US, China envoys hold last talks before March deadline
BEIJING— U.S. and Chinese negotiators are meeting this week for their final trade talks before President Donald Trump decides whether to escalate a dispute over technology with a March 2 tariff hike on $200 billion of imports from China.
The two days of talks starting Thursday allow too little time to resolve the tariff war over Beijing’s technology ambitions that threatens to drag on weakening global economic growth, business people and economists say. They believe China’s goal is to make enough progress to persuade Trump to extend his deadline.
There are few signs of movement on their thorniest issue: Washington’s demand that Beijing scale back plans for government-led creation of global champions in robotics and other technology. China’s trading partners say those who will violate its market-opening obligations and some in America worry they might erode U.S. industrial leadership.

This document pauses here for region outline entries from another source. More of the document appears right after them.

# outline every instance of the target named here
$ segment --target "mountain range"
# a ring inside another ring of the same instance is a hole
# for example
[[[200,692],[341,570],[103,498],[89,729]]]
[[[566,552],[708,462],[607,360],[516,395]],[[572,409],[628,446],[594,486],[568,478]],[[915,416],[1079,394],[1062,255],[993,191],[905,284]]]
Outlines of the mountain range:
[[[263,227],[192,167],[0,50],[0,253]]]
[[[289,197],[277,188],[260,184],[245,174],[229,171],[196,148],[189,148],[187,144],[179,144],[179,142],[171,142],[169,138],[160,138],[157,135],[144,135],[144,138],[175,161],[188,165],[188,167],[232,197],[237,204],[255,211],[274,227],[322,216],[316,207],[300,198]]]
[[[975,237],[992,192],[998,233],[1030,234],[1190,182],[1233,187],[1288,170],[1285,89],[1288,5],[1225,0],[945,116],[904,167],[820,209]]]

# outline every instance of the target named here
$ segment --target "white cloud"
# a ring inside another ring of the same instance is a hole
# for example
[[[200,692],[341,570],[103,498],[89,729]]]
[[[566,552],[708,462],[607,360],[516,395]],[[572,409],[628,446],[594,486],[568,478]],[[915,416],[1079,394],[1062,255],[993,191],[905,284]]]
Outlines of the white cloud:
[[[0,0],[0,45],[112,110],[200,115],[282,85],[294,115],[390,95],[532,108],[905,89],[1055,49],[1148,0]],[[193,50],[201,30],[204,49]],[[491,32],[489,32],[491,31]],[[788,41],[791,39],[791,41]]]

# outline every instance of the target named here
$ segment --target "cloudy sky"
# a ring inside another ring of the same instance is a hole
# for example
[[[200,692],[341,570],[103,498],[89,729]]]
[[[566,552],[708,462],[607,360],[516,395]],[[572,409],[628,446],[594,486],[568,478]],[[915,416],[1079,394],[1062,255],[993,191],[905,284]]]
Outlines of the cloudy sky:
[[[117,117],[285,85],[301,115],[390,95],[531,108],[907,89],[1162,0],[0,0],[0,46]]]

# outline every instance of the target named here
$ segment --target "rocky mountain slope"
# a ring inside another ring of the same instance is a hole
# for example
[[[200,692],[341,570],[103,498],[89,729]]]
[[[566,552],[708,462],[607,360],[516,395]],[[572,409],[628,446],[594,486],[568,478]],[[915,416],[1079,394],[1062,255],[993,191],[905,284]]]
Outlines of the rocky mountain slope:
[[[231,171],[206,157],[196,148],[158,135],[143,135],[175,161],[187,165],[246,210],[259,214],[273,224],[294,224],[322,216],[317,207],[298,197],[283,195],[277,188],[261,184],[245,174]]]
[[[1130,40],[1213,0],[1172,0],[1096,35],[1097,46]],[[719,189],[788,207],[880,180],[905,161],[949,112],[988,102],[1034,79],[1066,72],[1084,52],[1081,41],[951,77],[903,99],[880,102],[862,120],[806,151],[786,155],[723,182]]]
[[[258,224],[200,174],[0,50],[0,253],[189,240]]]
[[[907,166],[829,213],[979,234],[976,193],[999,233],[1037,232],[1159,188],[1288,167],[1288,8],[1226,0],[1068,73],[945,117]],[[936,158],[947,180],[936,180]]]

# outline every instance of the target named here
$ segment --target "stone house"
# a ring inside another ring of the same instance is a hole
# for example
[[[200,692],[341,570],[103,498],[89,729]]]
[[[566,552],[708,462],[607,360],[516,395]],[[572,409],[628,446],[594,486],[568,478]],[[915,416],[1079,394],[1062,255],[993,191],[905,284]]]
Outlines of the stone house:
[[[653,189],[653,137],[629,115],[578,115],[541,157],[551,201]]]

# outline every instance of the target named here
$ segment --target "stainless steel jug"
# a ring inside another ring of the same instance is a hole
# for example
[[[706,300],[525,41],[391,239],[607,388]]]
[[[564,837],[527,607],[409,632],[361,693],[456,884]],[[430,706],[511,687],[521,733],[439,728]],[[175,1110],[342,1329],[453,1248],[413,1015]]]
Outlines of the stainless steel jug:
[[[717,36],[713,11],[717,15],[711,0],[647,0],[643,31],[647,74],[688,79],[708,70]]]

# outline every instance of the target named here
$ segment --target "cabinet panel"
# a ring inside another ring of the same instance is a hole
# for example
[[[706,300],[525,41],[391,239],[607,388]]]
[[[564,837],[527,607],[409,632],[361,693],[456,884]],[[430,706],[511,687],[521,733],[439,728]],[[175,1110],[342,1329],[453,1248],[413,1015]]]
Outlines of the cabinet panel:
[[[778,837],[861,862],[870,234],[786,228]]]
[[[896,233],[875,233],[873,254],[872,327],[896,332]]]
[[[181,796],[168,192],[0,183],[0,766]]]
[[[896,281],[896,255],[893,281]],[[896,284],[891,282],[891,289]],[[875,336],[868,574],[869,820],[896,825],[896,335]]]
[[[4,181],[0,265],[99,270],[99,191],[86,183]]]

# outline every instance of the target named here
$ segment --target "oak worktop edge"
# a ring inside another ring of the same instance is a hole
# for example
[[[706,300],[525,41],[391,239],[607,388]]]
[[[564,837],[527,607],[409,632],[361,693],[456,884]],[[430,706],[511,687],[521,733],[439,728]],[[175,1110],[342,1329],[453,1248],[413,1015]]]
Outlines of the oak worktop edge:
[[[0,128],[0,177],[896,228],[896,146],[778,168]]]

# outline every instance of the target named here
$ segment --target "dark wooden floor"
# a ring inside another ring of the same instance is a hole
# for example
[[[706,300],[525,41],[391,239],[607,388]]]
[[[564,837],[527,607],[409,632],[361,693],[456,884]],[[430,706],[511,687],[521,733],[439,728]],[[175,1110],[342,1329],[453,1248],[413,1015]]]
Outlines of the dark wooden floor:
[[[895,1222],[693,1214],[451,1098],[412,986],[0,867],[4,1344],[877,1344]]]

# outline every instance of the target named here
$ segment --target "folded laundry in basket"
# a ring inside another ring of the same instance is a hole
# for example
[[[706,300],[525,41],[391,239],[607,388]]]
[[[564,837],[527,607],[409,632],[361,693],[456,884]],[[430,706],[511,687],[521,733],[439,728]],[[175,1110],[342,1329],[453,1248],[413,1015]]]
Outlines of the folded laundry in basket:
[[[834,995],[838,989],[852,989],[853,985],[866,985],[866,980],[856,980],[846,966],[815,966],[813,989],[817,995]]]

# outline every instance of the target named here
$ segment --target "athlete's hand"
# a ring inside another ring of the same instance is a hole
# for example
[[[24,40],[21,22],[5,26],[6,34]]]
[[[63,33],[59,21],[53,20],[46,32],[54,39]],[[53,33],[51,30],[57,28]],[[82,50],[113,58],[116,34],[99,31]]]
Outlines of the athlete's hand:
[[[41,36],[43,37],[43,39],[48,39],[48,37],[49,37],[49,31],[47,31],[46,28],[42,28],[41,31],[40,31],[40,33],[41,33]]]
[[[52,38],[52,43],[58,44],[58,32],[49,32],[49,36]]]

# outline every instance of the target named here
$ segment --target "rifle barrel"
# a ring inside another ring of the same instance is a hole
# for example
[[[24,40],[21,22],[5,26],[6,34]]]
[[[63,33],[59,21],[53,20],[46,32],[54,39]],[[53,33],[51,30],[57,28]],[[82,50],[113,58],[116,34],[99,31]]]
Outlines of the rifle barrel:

This week, Beijing wants “to see the threat of additional tariff imposition being removed for as long as possible,” with minimal conditions attached, said Louis Kuijs of Oxford Economics.
Trump’s December agreement to postpone more tariff hikes while the two sides negotiate expires March 1. The following day, a 10 percent tariff imposed in July on $200 billion of Chinese imports would rise to 25 percent.
Companies on both sides have been battered by Washington’s tariffs and retaliatory duties imposed by Beijing. The stakes are rising as global economic growth cools.
Trump hiked tariffs on Chinese goods in July over complaints Beijing steals or pressures companies to hand over technology. The dispute spread to include Chinese technology plans, cyberspying and the countries’ lopsided trade balance.
Chinese leaders have offered to narrow their multibillion-dollar trade surplus with the United States. But they have balked at making major changes in development plans they see as a path to prosperity and more global influence.
“China will continue resisting U.S. demands in certain areas, such as changes to its industrial strategy and the role of the state in its economy,” said Eswar Prasad, a Cornell University economist who was head of the China division at the International Monetary Fund.
Chinese officials reject complaints that foreign companies are required to hand over technology. But business groups and foreign governments point to rules they say compel companies to share technology with state-owned local partners or disclose trade secrets.
Chinese officials also are balking at U.S. pressure to accept a mechanism to monitor whether Beijing carries out its promises, said Kuijs.
“They feel that it is humiliating for China if another country does this,” he said.
The U.S. delegation is led by Trade Representative Robert Lighthizer, who has said his priority is Chinese industrial policy, not the trade gap. He is accompanied by Treasury Secretary Steven Mnuchin.